For which kind of nuclear reactions is the nuclear binding energy per nucleon appropriate? The nuclear binding energy curve is often presented as a reason why iron is abundant in planet cores. However, to me it is not entirely evident why binding energy per nucleon, E/A, is chosen to assess the possibility of a nuclear reaction. Alpha decay is a counterexample where the E/A value results in ambiguity. One of the two decay products, the alpha particle, has a smaller E/A. So in general E/A is not a suitable predictor. For simple decay, ΔE = Emother-Edaughter is better than E/A. 
 A: The BE/A curve presents a visual qualitative average behavior for how tightly bound a nucleus of a given A might be. A-values which are lower on the BE/A axis have more mass energy per nucleon so that it's possible to move them, through some reaction, to a higher point and have a net gain of kinetic or radiative energy.
Alpha decay is a process which moves heavy nuclides to a lower A and generally higher BE/A value. Beta decays don't change A, so, due to the average qualitative nature or the curve, BE/A doesn't mean much.
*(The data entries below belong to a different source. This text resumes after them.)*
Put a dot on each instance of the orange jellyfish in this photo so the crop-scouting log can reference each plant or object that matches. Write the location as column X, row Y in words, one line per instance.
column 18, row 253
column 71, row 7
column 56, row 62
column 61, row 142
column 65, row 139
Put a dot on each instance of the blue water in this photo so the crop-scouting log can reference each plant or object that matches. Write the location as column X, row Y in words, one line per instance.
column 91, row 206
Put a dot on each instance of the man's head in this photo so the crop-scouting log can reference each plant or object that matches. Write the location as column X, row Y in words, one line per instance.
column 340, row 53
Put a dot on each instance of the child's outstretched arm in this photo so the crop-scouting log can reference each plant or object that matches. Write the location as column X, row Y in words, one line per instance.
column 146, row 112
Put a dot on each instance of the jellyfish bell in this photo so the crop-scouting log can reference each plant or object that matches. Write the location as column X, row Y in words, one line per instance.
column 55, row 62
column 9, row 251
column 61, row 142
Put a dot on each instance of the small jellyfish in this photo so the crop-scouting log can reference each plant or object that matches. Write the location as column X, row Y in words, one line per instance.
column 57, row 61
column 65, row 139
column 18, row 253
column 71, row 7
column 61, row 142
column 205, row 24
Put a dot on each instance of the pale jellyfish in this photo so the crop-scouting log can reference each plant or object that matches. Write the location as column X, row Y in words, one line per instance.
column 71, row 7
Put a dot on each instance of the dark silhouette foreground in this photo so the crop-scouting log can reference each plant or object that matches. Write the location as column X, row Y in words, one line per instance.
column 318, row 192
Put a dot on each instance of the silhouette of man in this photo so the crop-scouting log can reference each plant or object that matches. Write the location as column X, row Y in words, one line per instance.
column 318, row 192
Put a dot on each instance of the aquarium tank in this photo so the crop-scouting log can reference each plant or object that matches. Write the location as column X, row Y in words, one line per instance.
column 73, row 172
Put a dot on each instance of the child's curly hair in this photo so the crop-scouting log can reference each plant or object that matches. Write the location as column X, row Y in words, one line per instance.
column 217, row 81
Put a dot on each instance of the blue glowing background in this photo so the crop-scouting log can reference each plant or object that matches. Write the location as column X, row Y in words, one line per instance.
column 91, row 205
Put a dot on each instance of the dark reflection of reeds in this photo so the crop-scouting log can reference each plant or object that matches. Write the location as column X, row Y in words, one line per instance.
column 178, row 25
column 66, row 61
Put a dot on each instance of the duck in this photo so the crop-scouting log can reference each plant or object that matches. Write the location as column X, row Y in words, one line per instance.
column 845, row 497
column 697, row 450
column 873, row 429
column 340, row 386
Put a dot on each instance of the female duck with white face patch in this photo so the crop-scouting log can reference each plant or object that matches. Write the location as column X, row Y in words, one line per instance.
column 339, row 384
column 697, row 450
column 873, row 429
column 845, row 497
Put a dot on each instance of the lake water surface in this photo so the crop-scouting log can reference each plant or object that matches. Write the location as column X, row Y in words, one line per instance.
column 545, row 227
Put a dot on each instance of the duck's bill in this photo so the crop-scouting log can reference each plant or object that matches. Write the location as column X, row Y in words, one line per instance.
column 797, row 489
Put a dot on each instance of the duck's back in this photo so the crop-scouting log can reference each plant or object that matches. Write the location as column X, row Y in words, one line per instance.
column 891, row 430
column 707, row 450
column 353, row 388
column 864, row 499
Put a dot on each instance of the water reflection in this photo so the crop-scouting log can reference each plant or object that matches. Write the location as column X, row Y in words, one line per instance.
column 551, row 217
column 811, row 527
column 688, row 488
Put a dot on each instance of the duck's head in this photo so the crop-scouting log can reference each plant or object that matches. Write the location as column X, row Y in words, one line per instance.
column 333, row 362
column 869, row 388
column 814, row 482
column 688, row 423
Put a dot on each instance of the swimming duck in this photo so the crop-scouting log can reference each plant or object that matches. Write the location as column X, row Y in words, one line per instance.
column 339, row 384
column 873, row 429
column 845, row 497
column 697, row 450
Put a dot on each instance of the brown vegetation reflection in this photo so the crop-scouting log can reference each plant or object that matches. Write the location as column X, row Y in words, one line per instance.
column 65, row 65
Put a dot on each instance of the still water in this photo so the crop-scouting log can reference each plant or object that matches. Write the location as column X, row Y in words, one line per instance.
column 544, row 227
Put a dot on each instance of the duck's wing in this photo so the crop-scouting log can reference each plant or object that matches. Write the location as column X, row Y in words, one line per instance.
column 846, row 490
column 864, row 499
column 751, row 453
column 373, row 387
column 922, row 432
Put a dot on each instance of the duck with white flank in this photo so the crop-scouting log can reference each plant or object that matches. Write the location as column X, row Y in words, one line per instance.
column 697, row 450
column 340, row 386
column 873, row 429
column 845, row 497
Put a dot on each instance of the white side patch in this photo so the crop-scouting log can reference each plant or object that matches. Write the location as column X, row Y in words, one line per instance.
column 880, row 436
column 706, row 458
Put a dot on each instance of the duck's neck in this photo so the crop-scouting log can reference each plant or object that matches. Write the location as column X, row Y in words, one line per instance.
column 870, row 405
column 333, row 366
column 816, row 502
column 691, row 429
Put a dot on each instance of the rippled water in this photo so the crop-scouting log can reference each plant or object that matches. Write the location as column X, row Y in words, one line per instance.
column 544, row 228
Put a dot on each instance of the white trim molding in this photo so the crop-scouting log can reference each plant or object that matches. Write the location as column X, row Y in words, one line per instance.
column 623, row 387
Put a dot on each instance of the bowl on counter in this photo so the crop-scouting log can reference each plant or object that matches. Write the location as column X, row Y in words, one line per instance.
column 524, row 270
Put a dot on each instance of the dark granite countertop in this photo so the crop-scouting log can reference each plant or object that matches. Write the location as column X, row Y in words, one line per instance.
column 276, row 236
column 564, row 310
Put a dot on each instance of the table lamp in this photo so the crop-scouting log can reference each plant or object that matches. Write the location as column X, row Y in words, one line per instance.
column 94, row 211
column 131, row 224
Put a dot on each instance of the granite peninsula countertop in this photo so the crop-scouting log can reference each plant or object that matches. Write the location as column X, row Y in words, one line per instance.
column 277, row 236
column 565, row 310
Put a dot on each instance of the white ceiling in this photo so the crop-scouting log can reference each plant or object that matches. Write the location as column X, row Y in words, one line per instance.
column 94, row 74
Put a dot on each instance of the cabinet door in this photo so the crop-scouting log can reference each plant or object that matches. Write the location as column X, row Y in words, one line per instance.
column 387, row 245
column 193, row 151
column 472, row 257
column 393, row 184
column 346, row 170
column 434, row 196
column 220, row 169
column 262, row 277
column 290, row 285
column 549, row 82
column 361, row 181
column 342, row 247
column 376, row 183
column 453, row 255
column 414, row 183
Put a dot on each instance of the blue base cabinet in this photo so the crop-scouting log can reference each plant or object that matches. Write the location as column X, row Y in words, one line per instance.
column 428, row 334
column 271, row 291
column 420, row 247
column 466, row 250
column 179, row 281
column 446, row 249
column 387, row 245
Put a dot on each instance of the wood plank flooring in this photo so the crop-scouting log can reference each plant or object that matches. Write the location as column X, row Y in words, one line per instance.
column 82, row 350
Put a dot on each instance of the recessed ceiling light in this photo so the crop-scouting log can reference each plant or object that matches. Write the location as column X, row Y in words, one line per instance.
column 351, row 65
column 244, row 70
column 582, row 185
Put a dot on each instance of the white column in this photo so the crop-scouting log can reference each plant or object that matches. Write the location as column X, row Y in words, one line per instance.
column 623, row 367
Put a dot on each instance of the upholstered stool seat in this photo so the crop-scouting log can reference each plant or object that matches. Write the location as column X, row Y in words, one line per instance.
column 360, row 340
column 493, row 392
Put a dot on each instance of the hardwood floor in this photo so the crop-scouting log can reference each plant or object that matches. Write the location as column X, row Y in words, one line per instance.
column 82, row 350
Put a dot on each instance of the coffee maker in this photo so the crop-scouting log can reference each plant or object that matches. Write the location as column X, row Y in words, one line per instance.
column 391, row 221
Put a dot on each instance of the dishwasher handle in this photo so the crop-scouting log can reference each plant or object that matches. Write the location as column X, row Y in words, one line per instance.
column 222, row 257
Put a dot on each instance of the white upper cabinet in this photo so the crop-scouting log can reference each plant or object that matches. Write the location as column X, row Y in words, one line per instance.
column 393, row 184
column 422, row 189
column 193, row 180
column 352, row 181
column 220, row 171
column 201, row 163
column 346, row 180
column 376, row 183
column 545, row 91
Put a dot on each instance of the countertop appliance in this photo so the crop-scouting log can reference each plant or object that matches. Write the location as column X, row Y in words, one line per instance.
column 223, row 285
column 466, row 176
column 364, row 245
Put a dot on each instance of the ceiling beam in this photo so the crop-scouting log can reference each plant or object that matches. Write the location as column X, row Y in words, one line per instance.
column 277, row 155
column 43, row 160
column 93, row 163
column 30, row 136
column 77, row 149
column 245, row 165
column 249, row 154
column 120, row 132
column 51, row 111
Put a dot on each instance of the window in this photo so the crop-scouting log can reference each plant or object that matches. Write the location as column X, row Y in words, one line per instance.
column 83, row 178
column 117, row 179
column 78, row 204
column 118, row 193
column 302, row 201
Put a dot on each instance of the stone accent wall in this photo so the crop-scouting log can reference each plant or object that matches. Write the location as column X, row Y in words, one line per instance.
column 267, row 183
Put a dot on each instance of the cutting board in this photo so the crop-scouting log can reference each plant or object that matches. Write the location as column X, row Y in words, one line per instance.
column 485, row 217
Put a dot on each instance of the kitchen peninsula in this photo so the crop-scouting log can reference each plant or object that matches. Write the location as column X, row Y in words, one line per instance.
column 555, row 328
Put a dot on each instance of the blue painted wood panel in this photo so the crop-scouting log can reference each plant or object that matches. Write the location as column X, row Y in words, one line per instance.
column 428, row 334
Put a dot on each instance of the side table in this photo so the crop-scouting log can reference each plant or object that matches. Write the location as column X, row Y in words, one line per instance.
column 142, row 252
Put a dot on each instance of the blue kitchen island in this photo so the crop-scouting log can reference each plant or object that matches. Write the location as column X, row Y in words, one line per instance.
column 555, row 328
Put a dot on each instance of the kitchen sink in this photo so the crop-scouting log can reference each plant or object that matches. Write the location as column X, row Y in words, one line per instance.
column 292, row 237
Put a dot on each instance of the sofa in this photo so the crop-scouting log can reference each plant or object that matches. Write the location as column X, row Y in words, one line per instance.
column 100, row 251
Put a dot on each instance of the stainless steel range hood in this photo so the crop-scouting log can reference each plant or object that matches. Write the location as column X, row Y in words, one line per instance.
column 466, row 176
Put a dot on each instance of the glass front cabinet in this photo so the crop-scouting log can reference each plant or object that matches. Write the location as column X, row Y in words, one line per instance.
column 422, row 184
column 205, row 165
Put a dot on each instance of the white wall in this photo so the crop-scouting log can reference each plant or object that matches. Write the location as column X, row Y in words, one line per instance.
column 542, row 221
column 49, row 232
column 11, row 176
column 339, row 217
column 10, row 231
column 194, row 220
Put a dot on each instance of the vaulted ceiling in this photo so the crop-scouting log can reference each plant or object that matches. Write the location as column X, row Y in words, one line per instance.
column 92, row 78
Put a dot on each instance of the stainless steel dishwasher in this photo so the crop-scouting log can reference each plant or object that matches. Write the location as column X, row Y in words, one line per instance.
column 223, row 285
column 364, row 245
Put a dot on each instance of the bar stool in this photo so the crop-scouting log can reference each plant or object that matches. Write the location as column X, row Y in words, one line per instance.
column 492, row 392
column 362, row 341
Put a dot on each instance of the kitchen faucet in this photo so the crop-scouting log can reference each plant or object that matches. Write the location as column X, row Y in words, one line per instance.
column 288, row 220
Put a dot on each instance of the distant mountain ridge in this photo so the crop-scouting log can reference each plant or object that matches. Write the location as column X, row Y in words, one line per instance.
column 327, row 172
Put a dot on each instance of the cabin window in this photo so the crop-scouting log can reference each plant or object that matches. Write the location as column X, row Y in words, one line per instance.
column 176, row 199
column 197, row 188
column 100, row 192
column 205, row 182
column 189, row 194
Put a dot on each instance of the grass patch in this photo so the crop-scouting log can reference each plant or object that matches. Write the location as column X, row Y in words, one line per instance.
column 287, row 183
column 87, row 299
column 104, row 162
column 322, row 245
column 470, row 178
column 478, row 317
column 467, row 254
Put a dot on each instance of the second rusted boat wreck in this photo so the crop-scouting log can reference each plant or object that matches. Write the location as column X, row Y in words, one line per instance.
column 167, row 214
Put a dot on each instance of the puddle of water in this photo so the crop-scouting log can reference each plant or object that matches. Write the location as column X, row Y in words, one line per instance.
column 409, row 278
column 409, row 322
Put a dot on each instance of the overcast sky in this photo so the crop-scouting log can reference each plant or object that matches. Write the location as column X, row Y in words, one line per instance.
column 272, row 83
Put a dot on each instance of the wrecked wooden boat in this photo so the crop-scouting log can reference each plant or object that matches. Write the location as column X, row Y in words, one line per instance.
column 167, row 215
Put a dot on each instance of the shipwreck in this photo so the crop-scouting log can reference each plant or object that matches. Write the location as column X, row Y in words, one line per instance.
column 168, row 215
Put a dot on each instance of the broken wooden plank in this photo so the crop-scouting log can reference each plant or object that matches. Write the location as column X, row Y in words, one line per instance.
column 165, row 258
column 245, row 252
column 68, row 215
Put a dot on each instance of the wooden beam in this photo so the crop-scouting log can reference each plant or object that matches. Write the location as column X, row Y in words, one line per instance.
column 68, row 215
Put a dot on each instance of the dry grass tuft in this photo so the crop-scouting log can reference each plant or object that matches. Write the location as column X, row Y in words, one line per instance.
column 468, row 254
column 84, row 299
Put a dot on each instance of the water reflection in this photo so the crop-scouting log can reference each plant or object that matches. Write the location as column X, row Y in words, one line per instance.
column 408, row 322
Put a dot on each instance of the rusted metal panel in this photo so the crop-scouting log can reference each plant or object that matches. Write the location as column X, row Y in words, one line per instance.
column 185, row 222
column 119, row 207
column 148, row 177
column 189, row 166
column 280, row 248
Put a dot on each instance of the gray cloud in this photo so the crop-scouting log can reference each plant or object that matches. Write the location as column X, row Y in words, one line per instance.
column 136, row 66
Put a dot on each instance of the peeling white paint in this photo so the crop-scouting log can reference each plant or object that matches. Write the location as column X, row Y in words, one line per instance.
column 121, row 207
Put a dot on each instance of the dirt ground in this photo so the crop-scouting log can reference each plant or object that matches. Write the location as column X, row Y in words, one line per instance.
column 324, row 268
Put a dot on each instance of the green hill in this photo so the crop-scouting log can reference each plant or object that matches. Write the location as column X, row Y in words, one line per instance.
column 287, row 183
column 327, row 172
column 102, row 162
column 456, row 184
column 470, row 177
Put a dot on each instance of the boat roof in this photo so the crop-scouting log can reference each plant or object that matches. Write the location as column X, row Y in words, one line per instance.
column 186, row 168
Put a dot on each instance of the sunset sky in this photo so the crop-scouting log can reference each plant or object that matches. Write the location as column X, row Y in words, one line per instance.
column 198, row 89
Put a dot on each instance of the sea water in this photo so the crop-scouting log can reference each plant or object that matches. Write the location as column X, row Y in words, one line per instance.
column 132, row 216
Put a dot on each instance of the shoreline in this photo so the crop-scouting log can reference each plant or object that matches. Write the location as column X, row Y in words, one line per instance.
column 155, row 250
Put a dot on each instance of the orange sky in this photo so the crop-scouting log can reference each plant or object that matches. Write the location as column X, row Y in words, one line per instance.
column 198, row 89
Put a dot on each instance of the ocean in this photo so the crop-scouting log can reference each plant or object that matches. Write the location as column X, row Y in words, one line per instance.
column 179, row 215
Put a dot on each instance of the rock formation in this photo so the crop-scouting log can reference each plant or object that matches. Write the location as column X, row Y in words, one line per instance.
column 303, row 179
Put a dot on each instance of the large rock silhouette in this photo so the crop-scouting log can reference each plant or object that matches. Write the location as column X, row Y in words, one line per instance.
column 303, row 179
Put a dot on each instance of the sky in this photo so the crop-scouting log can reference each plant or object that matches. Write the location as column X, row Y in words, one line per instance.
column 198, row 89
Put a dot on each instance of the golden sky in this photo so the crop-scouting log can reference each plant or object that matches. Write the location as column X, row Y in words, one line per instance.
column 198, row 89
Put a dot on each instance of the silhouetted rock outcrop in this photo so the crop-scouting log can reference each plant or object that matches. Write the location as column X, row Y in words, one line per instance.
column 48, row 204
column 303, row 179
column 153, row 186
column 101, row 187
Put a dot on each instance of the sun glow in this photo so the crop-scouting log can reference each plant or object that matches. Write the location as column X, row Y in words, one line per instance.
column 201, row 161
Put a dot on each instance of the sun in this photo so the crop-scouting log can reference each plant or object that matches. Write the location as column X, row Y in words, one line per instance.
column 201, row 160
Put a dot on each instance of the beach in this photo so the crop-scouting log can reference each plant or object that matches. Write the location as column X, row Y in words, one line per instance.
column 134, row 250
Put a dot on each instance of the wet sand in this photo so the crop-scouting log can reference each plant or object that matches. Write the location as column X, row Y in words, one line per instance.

Two main types of reactions which reflect the nature of the curve are fission of large A nuclides and fusion of small A nuclides. If fission of a large A (>234) nuclide can be induced (or if it happens spontaneously), the result will usually be two large fragments centered roughly around 2/5A (~94) and 3/5A (~140). Looking at the BE/A curve one will see that the BE/A values at those smaller nucleon counts are higher, indicating less mass energy in the system, and hence more kinetic or EM energy.
Fusion of light nuclides (A=1, 2, or 3), require the input of large kinetic energies, aided by QM tunneling usually, to create nuclides of A=4, 5, or 6, but the very large changes in the BE/A curve at the low A end of the curve results in a net output of energy.  A=4 or A=12 can be fused in the extreme conditions of hot stars to move even further up the BE/A curve.